# Downscan or regular Sonar fish finder?



## Bow-man (Apr 18, 2013)

Looking for a new fish finder and am looking at Lowrance or Humminbird. What are the opinions on either? What is better for central Ohio; the downscan imaging or traditional sonar?


----------



## Cajunsaugeye (Apr 9, 2013)

I'm in the same situation as you.My only hang up is the cone angle.I personally don't see the need if you're primarily fishing under 15-20 ft. of water as you'll be seeing VERY little bottom.Hopefully others will chime in and help us decide!

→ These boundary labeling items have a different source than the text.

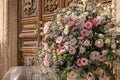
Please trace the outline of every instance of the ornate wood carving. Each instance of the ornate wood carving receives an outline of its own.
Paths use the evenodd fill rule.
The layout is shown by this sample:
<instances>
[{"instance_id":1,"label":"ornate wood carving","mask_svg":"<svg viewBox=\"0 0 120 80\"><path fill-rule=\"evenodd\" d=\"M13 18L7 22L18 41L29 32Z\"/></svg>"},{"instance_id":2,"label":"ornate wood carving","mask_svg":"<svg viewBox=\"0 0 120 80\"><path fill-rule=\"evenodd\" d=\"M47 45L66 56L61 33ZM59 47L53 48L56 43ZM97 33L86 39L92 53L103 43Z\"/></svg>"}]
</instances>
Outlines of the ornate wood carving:
<instances>
[{"instance_id":1,"label":"ornate wood carving","mask_svg":"<svg viewBox=\"0 0 120 80\"><path fill-rule=\"evenodd\" d=\"M48 15L54 13L54 11L59 7L60 0L42 0L42 13Z\"/></svg>"},{"instance_id":2,"label":"ornate wood carving","mask_svg":"<svg viewBox=\"0 0 120 80\"><path fill-rule=\"evenodd\" d=\"M22 0L22 16L36 16L37 0Z\"/></svg>"},{"instance_id":3,"label":"ornate wood carving","mask_svg":"<svg viewBox=\"0 0 120 80\"><path fill-rule=\"evenodd\" d=\"M23 55L24 65L33 66L35 65L34 55Z\"/></svg>"},{"instance_id":4,"label":"ornate wood carving","mask_svg":"<svg viewBox=\"0 0 120 80\"><path fill-rule=\"evenodd\" d=\"M54 11L58 6L58 0L47 0L45 5L46 10L49 12Z\"/></svg>"}]
</instances>

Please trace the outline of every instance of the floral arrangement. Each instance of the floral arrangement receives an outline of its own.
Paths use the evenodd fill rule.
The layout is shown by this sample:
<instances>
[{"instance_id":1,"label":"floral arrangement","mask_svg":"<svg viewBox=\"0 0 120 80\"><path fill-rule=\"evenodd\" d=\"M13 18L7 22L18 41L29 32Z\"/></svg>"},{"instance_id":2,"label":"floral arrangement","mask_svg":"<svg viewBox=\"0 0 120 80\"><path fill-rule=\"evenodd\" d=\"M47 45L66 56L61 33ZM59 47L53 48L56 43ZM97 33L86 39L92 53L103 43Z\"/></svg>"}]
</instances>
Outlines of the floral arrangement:
<instances>
[{"instance_id":1,"label":"floral arrangement","mask_svg":"<svg viewBox=\"0 0 120 80\"><path fill-rule=\"evenodd\" d=\"M39 58L60 80L115 80L120 29L107 5L72 3L45 24Z\"/></svg>"}]
</instances>

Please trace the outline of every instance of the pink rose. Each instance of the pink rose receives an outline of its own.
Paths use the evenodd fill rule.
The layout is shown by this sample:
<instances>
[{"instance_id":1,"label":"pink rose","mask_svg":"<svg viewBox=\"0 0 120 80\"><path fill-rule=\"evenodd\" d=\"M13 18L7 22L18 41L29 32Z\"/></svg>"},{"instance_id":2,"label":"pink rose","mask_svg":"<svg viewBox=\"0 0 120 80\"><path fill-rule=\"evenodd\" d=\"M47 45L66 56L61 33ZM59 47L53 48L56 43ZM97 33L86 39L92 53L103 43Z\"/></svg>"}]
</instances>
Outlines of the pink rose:
<instances>
[{"instance_id":1,"label":"pink rose","mask_svg":"<svg viewBox=\"0 0 120 80\"><path fill-rule=\"evenodd\" d=\"M82 64L83 66L86 66L86 65L88 64L88 59L82 58L82 59L81 59L81 64Z\"/></svg>"},{"instance_id":2,"label":"pink rose","mask_svg":"<svg viewBox=\"0 0 120 80\"><path fill-rule=\"evenodd\" d=\"M59 47L59 48L63 48L63 47L64 47L64 44L61 42L61 43L58 44L58 47Z\"/></svg>"},{"instance_id":3,"label":"pink rose","mask_svg":"<svg viewBox=\"0 0 120 80\"><path fill-rule=\"evenodd\" d=\"M74 15L72 15L71 18L72 18L73 21L76 21L78 19L78 17L74 16Z\"/></svg>"},{"instance_id":4,"label":"pink rose","mask_svg":"<svg viewBox=\"0 0 120 80\"><path fill-rule=\"evenodd\" d=\"M74 21L69 22L69 26L70 27L74 27L75 26L75 22Z\"/></svg>"},{"instance_id":5,"label":"pink rose","mask_svg":"<svg viewBox=\"0 0 120 80\"><path fill-rule=\"evenodd\" d=\"M83 36L83 37L88 37L89 36L89 31L87 29L83 29L80 34Z\"/></svg>"},{"instance_id":6,"label":"pink rose","mask_svg":"<svg viewBox=\"0 0 120 80\"><path fill-rule=\"evenodd\" d=\"M60 54L66 53L66 50L64 48L59 48L58 47L57 50L56 50L56 52L57 52L58 55L60 55Z\"/></svg>"},{"instance_id":7,"label":"pink rose","mask_svg":"<svg viewBox=\"0 0 120 80\"><path fill-rule=\"evenodd\" d=\"M44 58L44 65L49 66L50 65L50 55L46 54Z\"/></svg>"},{"instance_id":8,"label":"pink rose","mask_svg":"<svg viewBox=\"0 0 120 80\"><path fill-rule=\"evenodd\" d=\"M78 66L78 67L82 67L82 66L83 66L82 63L81 63L81 59L80 59L80 58L77 59L77 66Z\"/></svg>"},{"instance_id":9,"label":"pink rose","mask_svg":"<svg viewBox=\"0 0 120 80\"><path fill-rule=\"evenodd\" d=\"M58 38L56 39L56 43L61 43L62 40L63 40L63 38L62 38L62 36L60 36L60 37L58 37Z\"/></svg>"},{"instance_id":10,"label":"pink rose","mask_svg":"<svg viewBox=\"0 0 120 80\"><path fill-rule=\"evenodd\" d=\"M92 22L94 26L98 26L99 20L95 18Z\"/></svg>"},{"instance_id":11,"label":"pink rose","mask_svg":"<svg viewBox=\"0 0 120 80\"><path fill-rule=\"evenodd\" d=\"M86 22L85 23L85 28L87 29L92 29L93 24L91 22Z\"/></svg>"},{"instance_id":12,"label":"pink rose","mask_svg":"<svg viewBox=\"0 0 120 80\"><path fill-rule=\"evenodd\" d=\"M48 49L49 49L49 46L48 46L47 43L43 43L43 45L44 45L44 49L45 49L45 50L48 50Z\"/></svg>"}]
</instances>

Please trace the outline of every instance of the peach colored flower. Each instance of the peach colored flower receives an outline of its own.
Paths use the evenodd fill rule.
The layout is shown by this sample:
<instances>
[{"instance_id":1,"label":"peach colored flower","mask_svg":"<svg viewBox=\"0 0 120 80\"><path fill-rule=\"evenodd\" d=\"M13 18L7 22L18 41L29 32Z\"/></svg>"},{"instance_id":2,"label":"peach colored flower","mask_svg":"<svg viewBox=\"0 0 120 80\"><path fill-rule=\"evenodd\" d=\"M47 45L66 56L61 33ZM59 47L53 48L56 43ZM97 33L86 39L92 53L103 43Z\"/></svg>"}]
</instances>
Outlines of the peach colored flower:
<instances>
[{"instance_id":1,"label":"peach colored flower","mask_svg":"<svg viewBox=\"0 0 120 80\"><path fill-rule=\"evenodd\" d=\"M94 26L98 26L99 24L99 20L97 18L95 18L92 22Z\"/></svg>"},{"instance_id":2,"label":"peach colored flower","mask_svg":"<svg viewBox=\"0 0 120 80\"><path fill-rule=\"evenodd\" d=\"M86 29L92 29L92 27L93 27L93 24L91 22L86 22L85 23L85 28Z\"/></svg>"},{"instance_id":3,"label":"peach colored flower","mask_svg":"<svg viewBox=\"0 0 120 80\"><path fill-rule=\"evenodd\" d=\"M83 36L83 37L88 37L89 36L89 31L87 29L83 29L80 34Z\"/></svg>"}]
</instances>

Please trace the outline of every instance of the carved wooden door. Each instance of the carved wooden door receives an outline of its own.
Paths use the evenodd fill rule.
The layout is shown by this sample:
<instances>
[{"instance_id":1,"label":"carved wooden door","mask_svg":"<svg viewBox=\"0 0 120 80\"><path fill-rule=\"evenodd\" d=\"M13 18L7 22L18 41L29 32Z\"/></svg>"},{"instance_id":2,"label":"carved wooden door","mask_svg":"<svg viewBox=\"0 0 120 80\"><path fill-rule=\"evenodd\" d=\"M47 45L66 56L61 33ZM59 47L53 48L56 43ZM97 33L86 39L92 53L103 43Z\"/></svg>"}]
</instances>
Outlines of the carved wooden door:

Sent from my VS870 4G using Ohub Campfire mobile app


----------



## StumpHawg (May 17, 2011)

I have both... My personal view is Lowrance downscan is well worth money and better on downscan!!!! After you go downscan on either there is no turning back to traditional. I love the Side Scan on each of the two also... Good Luck on which brand u choose...


----------



## Bimmer (Aug 12, 2011)

If you really want to find stumps, rockpiles, etc. look at the downscan. If you don't spend a lot of time looking for these I would just go with the sonar. I have a humminbird and for me I spend more time on the sonar, but that is due to lack of time and knowledge.


----------



## leeabu (Apr 10, 2004)

Looking for fish, or simply depth; conventional. Looking for structure, downscan or sidescan


----------



## fished-out (Dec 20, 2005)

At lakes like Buckeye, St Mary's, Indian, Loramie, downscan is a waste of money--period. At Alum, Delaware and similar lakes, it'll matter more, but not much unless you have sidescan as well. Without sidescan, it's just a fancier interpretation of what regulare sonar already tells you--there's something down there that's different and should be fished. Also, at high speeds, sometimes bottom lock on down and side scan units can be a problem--think 45 MPH and higher. 

As to L vs H, L has better defined downscan images with dedicated crystals in most units, but God help you if have a problem as their customer service sucks and has for quite awhile. H has great customer service and is more leading edge, but has issues with their slow speed GPS directional positioning (i.e., it won't tell you what direction you're going at speeds less than about .5 MPH, a problem for slow trollers).


----------



## TomC (Aug 14, 2007)

At indian my bird has taken great down imaging pics! Take a look at i think it was the last indian lake thread, i put a few pics on there.


----------